"You can't 'no record' herpes." - several

Things We May or May Not Have Said, Volume VII

2009-2010

Kathleen: [vulcan voice] Clothes are not ... logical.

Karen: We weren't dating anymore, so I made him take his socks off.
James: Well, at least you kept your dignity.

James: Wait, so you have a sister named Caroline...and the first thing you do
when you get to college...is sleep with all the girls named Caroline?
Fred: For the record, I thought it was fucked up too.

Karen: I have a confession to make. I worked on SIPB shit instead of showering.
Kathleen: YOU'RE TURNING INTO A TWINKIE!
Karen: At least I'm not alternately playing Nethack and writing a tenday.
Kathleen: Hey, I have a rich and fulfilling life! I also have an Internet boyfriend.

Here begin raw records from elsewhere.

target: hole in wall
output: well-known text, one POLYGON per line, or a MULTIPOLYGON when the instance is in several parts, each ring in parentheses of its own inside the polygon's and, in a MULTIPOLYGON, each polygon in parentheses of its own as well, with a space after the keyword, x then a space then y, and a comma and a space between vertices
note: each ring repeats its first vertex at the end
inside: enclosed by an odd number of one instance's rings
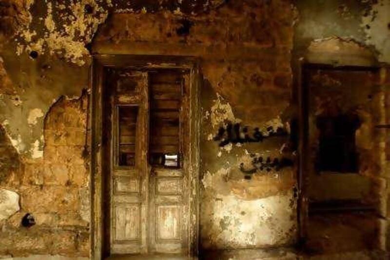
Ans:
POLYGON ((31 57, 32 59, 35 60, 38 58, 38 52, 37 51, 31 51, 30 52, 30 57, 31 57))
POLYGON ((187 36, 190 34, 190 30, 194 25, 193 22, 188 19, 181 19, 179 22, 180 26, 176 30, 176 33, 179 36, 187 36))
POLYGON ((35 225, 35 219, 31 213, 27 213, 21 219, 21 225, 24 227, 30 227, 35 225))
POLYGON ((94 8, 90 4, 87 4, 84 6, 84 11, 86 14, 92 14, 94 13, 94 8))

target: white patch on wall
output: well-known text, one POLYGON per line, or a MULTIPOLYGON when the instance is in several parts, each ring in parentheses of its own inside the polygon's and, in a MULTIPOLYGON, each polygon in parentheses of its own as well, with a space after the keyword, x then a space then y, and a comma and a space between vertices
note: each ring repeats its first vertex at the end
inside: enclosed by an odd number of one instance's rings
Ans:
POLYGON ((214 213, 208 216, 207 230, 202 236, 217 248, 227 242, 234 247, 283 244, 295 235, 295 208, 290 205, 292 193, 252 200, 234 195, 218 196, 210 205, 214 213))
POLYGON ((239 123, 241 120, 236 119, 232 110, 230 104, 226 102, 223 98, 218 93, 216 94, 216 99, 214 100, 211 107, 210 118, 211 124, 214 128, 227 122, 239 123))
POLYGON ((30 111, 28 114, 28 117, 27 118, 27 122, 30 125, 34 125, 37 124, 38 121, 37 119, 41 118, 43 116, 43 113, 42 110, 39 108, 34 108, 30 111))
MULTIPOLYGON (((42 138, 41 138, 41 140, 42 139, 42 138)), ((43 157, 43 150, 40 149, 40 141, 39 140, 36 140, 35 141, 31 144, 31 148, 30 151, 31 153, 31 158, 33 159, 41 158, 43 157)))
POLYGON ((280 117, 277 117, 265 123, 264 127, 261 128, 261 133, 263 136, 268 136, 270 133, 276 133, 278 128, 284 128, 284 125, 282 122, 282 120, 280 117))
POLYGON ((0 220, 6 220, 20 209, 18 193, 0 189, 0 220))
POLYGON ((18 154, 20 154, 26 148, 26 145, 23 142, 23 141, 21 140, 21 137, 20 135, 18 135, 18 137, 16 139, 14 139, 12 137, 9 135, 8 133, 7 133, 7 135, 10 141, 11 141, 11 143, 12 144, 12 146, 14 146, 16 149, 17 152, 18 152, 18 154))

[yelled in the student center]
James: FUCK IT! I don't want to eat, I just want to do recreational drugs.

[referring to a hypothetical threesome between Karen, Sergei's mom, and James's mom]
James: Yeah, My mom would totally win.

Karen: God, the freshman are so eager to be the first to lose their virginity, it's hilarious.
Donald: Man, how times change. I remember last year, I was super excited to be the first freshman to become a SIPB member!
Karen: ...
Donald: ...I guess I had already lost my virginity, so it was kind of ok...

Katleen: I have nothing against people with Vaginas and paired X chromosomes, I just wish they wouldn't be such WOMEN.